Problem Statement:
You have a broken calculator and there is a number showing on the display.
You can perform below two operations:
Double: Multiply the number by 2
Decrement: Subtract the number by 1.
Initially calculator is displaying number ‘x’ and you are given a number ‘y’.
Return the minimum number of operations needed to display the number ‘y’
Example
x = 2 y = 3
Operations = 2
Double the number and decrement the number. It will take 2 operations to move the number from 2 to 3.
Solution
So at first you can think that we double the ‘x’ till it is greater than ‘y’ and then start decrementing it.
But this is not a efficient solution.
The efficient solution will be, instead of making ‘x’ move to ‘y’, we make ‘y’ to ‘x’.
If ‘y’ is odd, we first add a number and then divide it.
If ‘y’ is even we perform division operation and then do the addition operation.
So when y <= x, we stop the division and then increase y til it reaches x.
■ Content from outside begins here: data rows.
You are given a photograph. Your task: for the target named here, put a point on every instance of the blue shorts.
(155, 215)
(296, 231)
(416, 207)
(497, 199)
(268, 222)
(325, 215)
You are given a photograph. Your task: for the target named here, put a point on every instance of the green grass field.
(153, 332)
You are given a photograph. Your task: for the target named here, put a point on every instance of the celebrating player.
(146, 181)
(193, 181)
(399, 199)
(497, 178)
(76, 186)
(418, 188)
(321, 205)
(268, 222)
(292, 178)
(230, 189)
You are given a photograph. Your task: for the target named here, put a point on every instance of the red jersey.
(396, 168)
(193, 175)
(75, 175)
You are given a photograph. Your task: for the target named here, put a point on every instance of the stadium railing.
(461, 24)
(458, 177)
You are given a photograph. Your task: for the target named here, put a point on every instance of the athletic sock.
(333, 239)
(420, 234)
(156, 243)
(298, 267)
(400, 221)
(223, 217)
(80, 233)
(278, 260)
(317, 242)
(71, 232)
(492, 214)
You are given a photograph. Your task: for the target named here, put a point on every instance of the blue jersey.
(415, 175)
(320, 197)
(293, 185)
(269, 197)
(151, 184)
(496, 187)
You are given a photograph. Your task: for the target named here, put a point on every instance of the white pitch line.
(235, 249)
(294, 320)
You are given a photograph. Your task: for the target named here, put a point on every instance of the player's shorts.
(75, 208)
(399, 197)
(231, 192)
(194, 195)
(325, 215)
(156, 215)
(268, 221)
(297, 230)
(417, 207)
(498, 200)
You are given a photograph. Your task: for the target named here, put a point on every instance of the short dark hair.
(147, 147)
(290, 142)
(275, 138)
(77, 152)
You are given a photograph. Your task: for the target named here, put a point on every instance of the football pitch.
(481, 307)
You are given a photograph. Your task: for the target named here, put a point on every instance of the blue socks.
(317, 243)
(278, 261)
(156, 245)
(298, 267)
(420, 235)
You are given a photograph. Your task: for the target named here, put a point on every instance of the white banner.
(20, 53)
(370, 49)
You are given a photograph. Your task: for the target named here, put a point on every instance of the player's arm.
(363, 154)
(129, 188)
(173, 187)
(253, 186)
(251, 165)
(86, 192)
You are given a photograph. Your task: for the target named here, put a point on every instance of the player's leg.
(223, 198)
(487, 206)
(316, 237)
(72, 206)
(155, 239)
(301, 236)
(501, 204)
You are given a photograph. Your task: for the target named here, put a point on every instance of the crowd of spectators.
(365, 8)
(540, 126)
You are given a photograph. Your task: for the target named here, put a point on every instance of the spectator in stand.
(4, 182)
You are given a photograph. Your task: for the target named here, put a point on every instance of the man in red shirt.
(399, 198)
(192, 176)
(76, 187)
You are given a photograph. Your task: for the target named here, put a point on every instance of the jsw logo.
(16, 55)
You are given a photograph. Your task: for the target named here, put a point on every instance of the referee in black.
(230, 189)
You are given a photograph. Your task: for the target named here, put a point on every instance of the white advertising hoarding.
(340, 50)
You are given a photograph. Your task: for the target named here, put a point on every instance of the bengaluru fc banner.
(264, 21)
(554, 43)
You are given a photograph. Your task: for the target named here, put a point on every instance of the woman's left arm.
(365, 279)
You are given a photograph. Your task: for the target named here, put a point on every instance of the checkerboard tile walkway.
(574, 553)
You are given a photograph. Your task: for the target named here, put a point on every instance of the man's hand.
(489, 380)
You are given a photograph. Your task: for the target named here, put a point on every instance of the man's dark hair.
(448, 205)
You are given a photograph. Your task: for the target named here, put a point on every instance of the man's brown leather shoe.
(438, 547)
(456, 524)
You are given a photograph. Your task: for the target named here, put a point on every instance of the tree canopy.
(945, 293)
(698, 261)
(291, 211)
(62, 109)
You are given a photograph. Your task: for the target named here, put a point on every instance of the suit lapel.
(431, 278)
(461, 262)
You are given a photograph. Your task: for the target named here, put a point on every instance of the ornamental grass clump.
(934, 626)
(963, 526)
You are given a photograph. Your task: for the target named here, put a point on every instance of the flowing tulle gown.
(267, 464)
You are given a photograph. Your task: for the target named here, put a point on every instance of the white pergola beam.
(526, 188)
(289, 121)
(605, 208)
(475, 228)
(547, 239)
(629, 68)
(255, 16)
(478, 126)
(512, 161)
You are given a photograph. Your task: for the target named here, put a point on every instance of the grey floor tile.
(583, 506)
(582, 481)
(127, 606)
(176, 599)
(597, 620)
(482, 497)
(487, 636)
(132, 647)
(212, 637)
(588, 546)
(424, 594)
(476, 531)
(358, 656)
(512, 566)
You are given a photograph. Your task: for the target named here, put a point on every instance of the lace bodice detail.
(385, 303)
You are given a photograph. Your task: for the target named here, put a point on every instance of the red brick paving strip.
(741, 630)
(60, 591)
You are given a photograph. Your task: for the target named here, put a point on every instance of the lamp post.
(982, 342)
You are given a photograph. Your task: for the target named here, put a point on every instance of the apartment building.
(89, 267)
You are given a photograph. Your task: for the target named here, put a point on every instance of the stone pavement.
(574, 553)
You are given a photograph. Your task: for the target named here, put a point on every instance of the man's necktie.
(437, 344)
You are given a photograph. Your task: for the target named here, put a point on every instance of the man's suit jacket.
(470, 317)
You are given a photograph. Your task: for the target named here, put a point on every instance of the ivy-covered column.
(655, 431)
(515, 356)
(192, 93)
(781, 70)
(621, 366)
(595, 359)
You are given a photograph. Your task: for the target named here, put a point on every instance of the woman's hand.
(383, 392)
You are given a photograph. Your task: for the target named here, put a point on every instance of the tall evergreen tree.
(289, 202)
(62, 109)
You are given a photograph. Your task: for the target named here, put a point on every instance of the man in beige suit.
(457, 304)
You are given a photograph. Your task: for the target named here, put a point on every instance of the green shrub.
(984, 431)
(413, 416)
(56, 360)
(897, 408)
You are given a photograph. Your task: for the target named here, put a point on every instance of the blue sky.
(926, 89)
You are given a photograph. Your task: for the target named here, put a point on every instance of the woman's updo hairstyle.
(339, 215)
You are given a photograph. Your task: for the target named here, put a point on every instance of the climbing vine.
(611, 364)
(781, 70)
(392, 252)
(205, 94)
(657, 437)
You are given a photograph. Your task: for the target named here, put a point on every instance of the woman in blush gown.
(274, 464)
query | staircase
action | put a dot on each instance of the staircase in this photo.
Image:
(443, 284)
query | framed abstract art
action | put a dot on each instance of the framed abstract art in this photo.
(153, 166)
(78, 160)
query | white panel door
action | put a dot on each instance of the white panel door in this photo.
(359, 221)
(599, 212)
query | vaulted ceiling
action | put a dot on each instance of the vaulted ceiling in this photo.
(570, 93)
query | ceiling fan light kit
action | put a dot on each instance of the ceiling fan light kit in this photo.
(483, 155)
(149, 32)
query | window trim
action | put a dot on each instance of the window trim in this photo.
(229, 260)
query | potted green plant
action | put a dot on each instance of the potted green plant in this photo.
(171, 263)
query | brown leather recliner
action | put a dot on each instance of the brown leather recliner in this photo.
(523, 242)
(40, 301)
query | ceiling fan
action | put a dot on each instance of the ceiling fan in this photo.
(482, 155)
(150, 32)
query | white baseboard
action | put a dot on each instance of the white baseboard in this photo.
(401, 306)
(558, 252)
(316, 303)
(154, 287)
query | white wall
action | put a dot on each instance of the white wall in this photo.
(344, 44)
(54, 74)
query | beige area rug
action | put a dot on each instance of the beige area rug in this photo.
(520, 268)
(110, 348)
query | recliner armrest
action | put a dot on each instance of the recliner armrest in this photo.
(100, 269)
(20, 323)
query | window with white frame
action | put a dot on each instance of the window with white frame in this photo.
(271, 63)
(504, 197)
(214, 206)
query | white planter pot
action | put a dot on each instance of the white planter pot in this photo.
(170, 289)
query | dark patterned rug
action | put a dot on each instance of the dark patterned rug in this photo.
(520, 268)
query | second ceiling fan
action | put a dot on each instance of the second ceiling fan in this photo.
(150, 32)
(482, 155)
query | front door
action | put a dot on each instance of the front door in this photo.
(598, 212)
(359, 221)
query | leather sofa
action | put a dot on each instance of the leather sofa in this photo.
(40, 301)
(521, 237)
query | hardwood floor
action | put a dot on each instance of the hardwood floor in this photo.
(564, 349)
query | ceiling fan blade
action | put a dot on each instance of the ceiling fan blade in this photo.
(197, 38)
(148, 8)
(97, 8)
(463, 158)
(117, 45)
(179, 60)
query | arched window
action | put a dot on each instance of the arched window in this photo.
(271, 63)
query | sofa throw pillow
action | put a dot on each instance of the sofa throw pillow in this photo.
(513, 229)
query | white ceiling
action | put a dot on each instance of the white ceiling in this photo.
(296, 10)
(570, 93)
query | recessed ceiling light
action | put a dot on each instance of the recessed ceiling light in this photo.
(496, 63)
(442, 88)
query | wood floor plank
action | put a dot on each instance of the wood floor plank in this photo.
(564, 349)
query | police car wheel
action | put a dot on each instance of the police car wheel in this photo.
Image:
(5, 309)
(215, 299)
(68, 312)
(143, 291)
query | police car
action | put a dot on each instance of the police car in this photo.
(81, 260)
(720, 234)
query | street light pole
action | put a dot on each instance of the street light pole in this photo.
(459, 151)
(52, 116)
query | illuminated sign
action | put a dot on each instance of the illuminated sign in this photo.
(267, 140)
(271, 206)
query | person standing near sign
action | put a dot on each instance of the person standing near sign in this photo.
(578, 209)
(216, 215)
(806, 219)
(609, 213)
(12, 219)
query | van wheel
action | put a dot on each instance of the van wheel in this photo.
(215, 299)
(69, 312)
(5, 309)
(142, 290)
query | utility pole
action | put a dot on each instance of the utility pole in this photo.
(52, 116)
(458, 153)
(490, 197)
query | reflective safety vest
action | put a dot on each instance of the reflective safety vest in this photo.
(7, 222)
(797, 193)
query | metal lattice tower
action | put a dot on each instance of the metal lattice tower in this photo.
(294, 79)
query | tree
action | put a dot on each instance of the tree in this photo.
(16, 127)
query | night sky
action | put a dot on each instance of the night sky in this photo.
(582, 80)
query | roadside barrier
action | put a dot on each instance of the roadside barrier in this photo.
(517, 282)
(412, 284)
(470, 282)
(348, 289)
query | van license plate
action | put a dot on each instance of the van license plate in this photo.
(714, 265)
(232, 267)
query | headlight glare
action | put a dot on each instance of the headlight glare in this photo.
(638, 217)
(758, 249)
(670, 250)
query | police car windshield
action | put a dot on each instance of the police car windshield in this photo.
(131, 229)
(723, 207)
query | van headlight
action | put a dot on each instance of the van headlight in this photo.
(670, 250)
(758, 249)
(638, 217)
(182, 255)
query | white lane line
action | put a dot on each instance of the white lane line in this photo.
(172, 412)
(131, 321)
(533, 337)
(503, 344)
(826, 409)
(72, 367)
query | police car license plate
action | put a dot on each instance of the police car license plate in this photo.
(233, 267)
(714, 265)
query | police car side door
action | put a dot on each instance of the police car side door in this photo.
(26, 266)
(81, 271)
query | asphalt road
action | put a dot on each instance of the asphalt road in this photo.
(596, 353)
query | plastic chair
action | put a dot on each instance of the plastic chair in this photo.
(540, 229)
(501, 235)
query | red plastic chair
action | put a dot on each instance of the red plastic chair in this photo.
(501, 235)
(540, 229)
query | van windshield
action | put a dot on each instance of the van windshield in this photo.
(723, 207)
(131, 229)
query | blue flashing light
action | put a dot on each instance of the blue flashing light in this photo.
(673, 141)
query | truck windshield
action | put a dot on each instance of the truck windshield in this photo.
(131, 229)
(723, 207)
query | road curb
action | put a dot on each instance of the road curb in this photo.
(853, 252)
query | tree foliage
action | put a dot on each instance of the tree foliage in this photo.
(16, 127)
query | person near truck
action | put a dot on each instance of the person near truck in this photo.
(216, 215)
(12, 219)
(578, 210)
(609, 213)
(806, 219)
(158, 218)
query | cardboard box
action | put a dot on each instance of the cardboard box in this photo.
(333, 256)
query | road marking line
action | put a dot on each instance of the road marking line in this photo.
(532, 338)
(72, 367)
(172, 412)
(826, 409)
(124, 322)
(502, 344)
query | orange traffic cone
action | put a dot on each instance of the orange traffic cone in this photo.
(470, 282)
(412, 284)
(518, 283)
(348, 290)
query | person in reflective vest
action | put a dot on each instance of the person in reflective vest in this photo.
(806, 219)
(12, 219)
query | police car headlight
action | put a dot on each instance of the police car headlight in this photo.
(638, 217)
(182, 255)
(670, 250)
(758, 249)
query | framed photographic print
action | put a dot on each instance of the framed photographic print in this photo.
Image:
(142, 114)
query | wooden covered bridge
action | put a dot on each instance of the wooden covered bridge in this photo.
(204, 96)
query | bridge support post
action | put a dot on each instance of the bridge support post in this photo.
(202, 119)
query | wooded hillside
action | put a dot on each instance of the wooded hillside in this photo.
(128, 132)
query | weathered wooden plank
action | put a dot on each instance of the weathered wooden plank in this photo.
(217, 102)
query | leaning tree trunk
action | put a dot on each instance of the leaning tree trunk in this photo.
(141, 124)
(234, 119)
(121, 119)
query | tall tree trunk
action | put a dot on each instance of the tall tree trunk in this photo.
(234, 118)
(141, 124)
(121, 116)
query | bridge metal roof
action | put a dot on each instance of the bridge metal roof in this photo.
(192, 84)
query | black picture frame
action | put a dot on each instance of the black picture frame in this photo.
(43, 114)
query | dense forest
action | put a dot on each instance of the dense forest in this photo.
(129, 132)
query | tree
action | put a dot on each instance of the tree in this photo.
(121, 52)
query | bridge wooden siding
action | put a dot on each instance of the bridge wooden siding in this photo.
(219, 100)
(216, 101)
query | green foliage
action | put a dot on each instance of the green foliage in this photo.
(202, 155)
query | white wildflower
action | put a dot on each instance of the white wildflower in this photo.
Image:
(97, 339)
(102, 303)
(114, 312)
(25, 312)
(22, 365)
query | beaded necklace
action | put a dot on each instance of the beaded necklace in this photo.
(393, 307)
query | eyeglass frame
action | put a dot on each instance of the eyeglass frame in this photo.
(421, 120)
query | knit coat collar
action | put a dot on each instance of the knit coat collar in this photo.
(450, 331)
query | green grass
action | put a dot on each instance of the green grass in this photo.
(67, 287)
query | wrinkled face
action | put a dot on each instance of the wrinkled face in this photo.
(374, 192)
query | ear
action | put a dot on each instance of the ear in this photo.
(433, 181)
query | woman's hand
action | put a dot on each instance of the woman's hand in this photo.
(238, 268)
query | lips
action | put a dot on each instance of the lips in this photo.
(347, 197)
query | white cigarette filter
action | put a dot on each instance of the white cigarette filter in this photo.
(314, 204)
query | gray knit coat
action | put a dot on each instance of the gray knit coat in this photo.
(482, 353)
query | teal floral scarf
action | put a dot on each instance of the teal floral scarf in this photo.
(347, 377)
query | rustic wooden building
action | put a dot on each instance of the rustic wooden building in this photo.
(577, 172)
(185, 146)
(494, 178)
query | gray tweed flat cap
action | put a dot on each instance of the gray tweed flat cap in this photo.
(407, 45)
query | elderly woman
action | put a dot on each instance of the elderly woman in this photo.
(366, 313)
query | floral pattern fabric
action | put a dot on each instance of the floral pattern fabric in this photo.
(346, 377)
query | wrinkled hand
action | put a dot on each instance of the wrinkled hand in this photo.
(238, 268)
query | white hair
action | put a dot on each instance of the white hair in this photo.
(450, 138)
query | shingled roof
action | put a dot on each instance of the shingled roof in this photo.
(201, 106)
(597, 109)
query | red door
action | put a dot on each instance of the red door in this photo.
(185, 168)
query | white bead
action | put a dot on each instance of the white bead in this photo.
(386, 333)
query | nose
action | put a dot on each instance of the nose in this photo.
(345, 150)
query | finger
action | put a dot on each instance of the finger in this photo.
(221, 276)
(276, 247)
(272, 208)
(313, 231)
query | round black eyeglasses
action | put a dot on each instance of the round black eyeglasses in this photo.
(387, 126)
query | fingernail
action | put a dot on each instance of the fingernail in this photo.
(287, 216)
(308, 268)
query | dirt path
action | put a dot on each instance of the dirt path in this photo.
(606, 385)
If y > x, then we keep dividing ‘y’ till it is smaller than ‘x’
Solution in C++
#include<iostream>
#include<vector>
#include<algorithm>
#include<string>
#include<unordered_map>
using namespace std;
int broken_calculator(int X, int Y)
{
int res = 0;
while (Y > X)
{
Y = Y % 2 > 0 ? Y + 1 : Y / 2;
res++;
}
return res + X - Y;
}
int main()
{
int x = 2;
int y = 3;
cout<<"The min operations to change "<< x << " to "<<y <<" is = " << broken_calculator(x, y)<<endl;
return 0;
}
Output:
The min operations to change 2 to 3 is = 2